Certainly, No5 was in serious need of a repositioning, having become what one observer remarked was "the scent you buy your mistress in the airport or your grandma for her birthday".
Chanel’s response was to make No5 less widely available and to embark on huge ad campaigns using big-name directors and stars.
The strategy reached its spectacular climax in 2004 when the fragrance house paired the director Baz Luhrmann (of Strictly Ballroom, Romeo + Juliet and Moulin Rouge! fame) with the Academy Award-winning actress Nicole Kidman to create the most expensive TV commercial ever made.
It was less of an ad and more of a mini-feature film – with a budget to match. The production cost a total of £18 million and Kidman was paid £2 million – a fee equal to the entire cost of the 1995 Oscar-nominated movie Trainspotting.
The four-minute spot, which received its world premiere on Channel 4, was the subject of much advanced hype with teaser ads. The commercial even got included in TV listings.

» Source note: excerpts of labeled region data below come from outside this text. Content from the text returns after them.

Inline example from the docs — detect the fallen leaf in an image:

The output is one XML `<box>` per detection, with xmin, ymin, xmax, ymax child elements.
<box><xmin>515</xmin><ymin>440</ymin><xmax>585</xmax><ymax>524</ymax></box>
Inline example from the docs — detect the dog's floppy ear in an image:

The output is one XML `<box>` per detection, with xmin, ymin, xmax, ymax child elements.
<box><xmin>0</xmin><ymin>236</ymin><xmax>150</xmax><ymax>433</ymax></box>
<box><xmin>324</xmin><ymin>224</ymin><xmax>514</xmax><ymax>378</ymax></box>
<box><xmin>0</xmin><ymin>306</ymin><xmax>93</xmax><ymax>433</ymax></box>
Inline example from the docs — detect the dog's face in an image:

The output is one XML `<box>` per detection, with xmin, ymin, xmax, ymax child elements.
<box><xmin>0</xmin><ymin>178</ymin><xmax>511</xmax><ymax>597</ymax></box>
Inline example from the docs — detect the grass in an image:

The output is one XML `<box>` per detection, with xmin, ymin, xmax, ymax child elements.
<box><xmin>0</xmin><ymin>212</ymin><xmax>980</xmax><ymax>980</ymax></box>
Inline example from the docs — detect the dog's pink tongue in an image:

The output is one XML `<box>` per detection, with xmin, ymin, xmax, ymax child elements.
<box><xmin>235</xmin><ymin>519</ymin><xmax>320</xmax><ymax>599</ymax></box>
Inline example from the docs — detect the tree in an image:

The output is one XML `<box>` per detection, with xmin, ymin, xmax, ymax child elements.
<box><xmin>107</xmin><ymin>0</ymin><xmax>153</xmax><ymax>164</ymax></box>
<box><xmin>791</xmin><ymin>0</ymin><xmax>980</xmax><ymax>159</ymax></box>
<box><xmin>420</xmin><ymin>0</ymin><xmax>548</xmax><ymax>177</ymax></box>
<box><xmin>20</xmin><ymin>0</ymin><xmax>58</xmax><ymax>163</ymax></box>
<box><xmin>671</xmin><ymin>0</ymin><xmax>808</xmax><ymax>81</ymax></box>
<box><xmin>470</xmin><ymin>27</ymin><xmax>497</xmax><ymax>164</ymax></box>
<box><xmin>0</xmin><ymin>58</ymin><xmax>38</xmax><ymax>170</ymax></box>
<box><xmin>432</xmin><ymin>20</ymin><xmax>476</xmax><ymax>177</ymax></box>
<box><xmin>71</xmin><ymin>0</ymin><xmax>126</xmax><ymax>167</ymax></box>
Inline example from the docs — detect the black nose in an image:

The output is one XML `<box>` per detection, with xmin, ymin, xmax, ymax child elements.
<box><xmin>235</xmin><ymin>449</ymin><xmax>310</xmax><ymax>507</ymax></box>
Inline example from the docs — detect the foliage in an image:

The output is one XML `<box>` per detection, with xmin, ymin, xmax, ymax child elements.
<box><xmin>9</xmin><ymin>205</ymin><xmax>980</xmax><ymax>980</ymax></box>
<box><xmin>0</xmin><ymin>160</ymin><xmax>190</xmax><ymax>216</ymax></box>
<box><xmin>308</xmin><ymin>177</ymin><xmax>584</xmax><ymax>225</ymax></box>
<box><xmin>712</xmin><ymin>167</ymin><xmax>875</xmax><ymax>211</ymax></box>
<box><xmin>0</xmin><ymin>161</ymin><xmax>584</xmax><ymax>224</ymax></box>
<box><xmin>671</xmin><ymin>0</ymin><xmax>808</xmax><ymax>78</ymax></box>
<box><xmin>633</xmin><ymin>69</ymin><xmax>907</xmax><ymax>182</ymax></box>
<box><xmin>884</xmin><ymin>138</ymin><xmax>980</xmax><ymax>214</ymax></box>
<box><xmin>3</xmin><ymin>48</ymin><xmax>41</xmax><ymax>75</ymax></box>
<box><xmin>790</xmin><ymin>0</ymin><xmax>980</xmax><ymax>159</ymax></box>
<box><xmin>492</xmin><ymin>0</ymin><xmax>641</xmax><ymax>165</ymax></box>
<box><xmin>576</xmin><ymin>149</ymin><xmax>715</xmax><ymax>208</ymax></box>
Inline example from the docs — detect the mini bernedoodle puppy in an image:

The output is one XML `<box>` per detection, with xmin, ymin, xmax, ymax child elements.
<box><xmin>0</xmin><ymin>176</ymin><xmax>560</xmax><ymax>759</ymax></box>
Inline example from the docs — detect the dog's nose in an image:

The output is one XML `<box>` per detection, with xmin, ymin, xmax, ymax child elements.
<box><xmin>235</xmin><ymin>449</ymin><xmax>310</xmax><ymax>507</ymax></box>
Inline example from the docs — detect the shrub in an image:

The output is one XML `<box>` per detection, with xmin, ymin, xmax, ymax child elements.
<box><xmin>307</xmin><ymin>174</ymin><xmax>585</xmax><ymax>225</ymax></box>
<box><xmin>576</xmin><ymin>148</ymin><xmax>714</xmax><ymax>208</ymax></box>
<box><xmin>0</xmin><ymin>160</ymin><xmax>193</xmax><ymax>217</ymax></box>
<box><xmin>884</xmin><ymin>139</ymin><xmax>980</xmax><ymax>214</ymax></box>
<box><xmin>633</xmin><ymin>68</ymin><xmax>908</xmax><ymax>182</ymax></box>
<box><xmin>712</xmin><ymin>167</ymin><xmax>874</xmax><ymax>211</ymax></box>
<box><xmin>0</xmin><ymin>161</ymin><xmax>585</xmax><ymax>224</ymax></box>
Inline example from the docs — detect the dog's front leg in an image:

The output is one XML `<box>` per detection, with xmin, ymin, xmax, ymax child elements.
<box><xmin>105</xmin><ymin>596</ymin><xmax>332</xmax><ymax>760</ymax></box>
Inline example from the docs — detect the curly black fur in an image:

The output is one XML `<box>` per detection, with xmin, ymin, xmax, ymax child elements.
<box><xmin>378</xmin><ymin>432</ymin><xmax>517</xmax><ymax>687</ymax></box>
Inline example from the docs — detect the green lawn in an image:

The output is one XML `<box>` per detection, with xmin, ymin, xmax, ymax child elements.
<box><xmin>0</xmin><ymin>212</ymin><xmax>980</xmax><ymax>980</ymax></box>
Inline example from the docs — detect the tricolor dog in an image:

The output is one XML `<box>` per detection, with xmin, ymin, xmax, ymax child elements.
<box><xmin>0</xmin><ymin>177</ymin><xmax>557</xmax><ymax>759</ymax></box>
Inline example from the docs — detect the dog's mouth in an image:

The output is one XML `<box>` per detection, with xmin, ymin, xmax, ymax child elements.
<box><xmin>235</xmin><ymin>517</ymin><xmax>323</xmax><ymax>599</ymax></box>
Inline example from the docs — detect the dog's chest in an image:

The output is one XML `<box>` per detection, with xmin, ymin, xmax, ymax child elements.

The high-gloss production featured costumes designed by Karl Lagerfeld and music by Debussy.
Luhrmann later compared the plot to that of Roman Holiday, with Kidman playing an actress who has a fling with a man she meets in a taxi before being forced to return to her glamorous world.
How successful has the big-budget approach been? Chanel, a private company, does not release sales figures, but perfume and cosmetics account for 55 per cent of its revenue – and a bottle of No5 is sold somewhere in the world every 30 seconds.